Algún taxista tenía que apiadarse de nosotros: este señor jugó con Maradona.

Hace ocho días, caminando por Bogotá, me ocurrió algo absurdo y maravilloso a la vez; como una escena de una película de Woody Allen o, aun mejor, una de un cuento de Osvaldo Soriano. Eran las 5 de la tarde y yo iba por la carrera novena hacia el norte, a la altura de la calle 76. Venía hablando por teléfono, ensordecido por los pitos de ese trancón que allí, a esa hora, bien puede durar una semana entera.
Entonces, en toda la esquina, a un metro de distancia quizás, vi una cara que se me hizo muy conocida. La llevaba un señor de traje entero que venía caminando hacia el sur, frente a frente conmigo, así que muy pronto nos teníamos que cruzar. Pero mientras eso pasaba –el tiempo va ahora en cámara lenta, como los carros del trancón– yo iba pensando sin parar: “¿Dónde he visto a este tipo, quién es que es?”.
Y cuando lo tuve justo al lado mío, como en un rapto, lo reconocí por fin y le grité: “¡Maestro Russo!”. Él me sonrió muy amable y apenas me dijo, con esa voz parsimoniosa con la que habla cuando no está dando órdenes desde el costado de la cancha, casi siempre parado y moviéndose de un lado para el otro: “Adiós, qué tal...”. Era Miguel Ángel Russo, el técnico de Millonarios.
Aunque mi emoción al saludarlo no tenía nada que ver con ese hecho (más bien al revés) sino con la simpatía que siempre me inspiró su figura, desde hace tiempo. Desde el Mundial de 1986, por lo menos, del que se quedó por fuera por una lesión en la rodilla; yo no sabía entonces quién era quién, pero no se me olvidan las únicas cuatro monas de Argentina que pegué ese año en el álbum de Panini: Russo, Fillol, Pasculli y Bochini.

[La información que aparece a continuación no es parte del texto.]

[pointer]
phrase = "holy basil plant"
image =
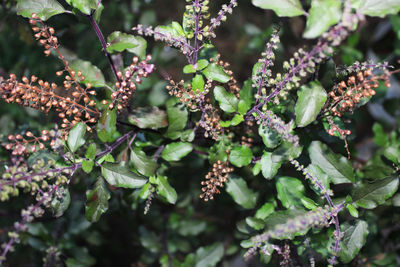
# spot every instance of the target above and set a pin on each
(155, 151)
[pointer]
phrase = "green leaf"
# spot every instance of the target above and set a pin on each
(380, 137)
(92, 74)
(91, 151)
(107, 126)
(290, 191)
(142, 163)
(308, 203)
(311, 99)
(376, 169)
(177, 118)
(189, 69)
(283, 8)
(271, 138)
(87, 165)
(240, 193)
(352, 210)
(218, 152)
(265, 210)
(379, 8)
(122, 41)
(149, 117)
(198, 83)
(240, 156)
(97, 201)
(370, 195)
(76, 137)
(237, 119)
(176, 151)
(216, 73)
(353, 240)
(60, 205)
(43, 8)
(191, 227)
(201, 64)
(270, 165)
(164, 189)
(121, 176)
(337, 167)
(256, 224)
(246, 97)
(209, 256)
(227, 101)
(392, 153)
(174, 30)
(317, 24)
(85, 6)
(318, 173)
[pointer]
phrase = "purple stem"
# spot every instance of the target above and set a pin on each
(74, 167)
(196, 32)
(331, 204)
(103, 44)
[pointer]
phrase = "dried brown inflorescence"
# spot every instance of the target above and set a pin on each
(74, 106)
(214, 179)
(232, 85)
(41, 95)
(346, 95)
(28, 143)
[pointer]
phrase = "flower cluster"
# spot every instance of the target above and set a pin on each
(20, 145)
(345, 96)
(305, 62)
(126, 84)
(42, 95)
(214, 179)
(320, 217)
(261, 78)
(195, 30)
(215, 22)
(195, 13)
(232, 85)
(165, 36)
(199, 101)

Todavía recuerdo mis manos de niño pegando su cara en el álbum del Mundial: Russo, Fillol, Pasculli
y Bochini.

Lo extraño es que luego de cruzarnos y saludarnos al paso quien me habló fue él, cuando yo ya seguía de largo, feliz nomás de haberme encontrado con un técnico al que admiro mucho y cuyos equipos me parece que juegan siempre bien, con orden y ganas y temple. Pienso en el Vélez insuperable de 2005, o en el Boca campeón de la Libertadores en 2007; o en ese Rosario que le ganó a Newell’s en 2013, y él lloraba conmovido al final.
Así que cuando me habló yo no entendí qué estaba pasando, de hecho pensé que no era conmigo, qué va a hablar con uno Miguel Ángel Russo en una calle de Bogotá. Volvió a decirme algo entonces, con su acento argentino, muy discreto: “¿Me podés ashudar?”. Me devolví y le dije que claro, que qué necesitaba. Me dijo que estaba tratando de coger (“tomar”) un taxi, que iba como perdido.
Le pregunté si iba para el norte o el sur, me dijo que para el norte, para Unicentro. Se me ocurrió que lo mejor era coger el taxi ahí mismo, en la carrera novena. “Aquí no te paran más”, me dijo, y añadió resignado, como si fuera un local: “Shevo caminando varias cuadras...”. Le recordé la frase del filósofo griego: “Bogotá es la única ciudad del mundo donde el que pregunta ‘¿para dónde va?’ no es el taxista sino el pasajero...”. Se rio.
Nos fuimos entonces para la carrera séptima, algún taxista tenía que apiadarse de nosotros allí; alguno por lo menos tenía que ser hincha de Millonarios, que lleve al profe. Y mientras íbamos caminando me parecía de verdad increíble: este señor jugó con Maradona, por favor; todavía recuerdo mis manos de niño pegando su cara en el álbum del Mundial: Russo, Fillol, Pasculli y Bochini.
Hablamos de fútbol, me dijo: “¿Podés creer que es el único juego que no ha cambiado las reglas desde que empezó?”. Le iba a decir que quizás por eso nos gusta tanto y nos hace tan felices; por eso se parece tanto a la vida. Pero pasó por fin un taxi, le pusimos la mano. Russo le preguntó al taxista, sonriendo: “¿Vas para Unicentro?”.
No soy hincha de Millonarios, jamás. Pero mientras ese señor sea su técnico, yo lo quiero ver ganar.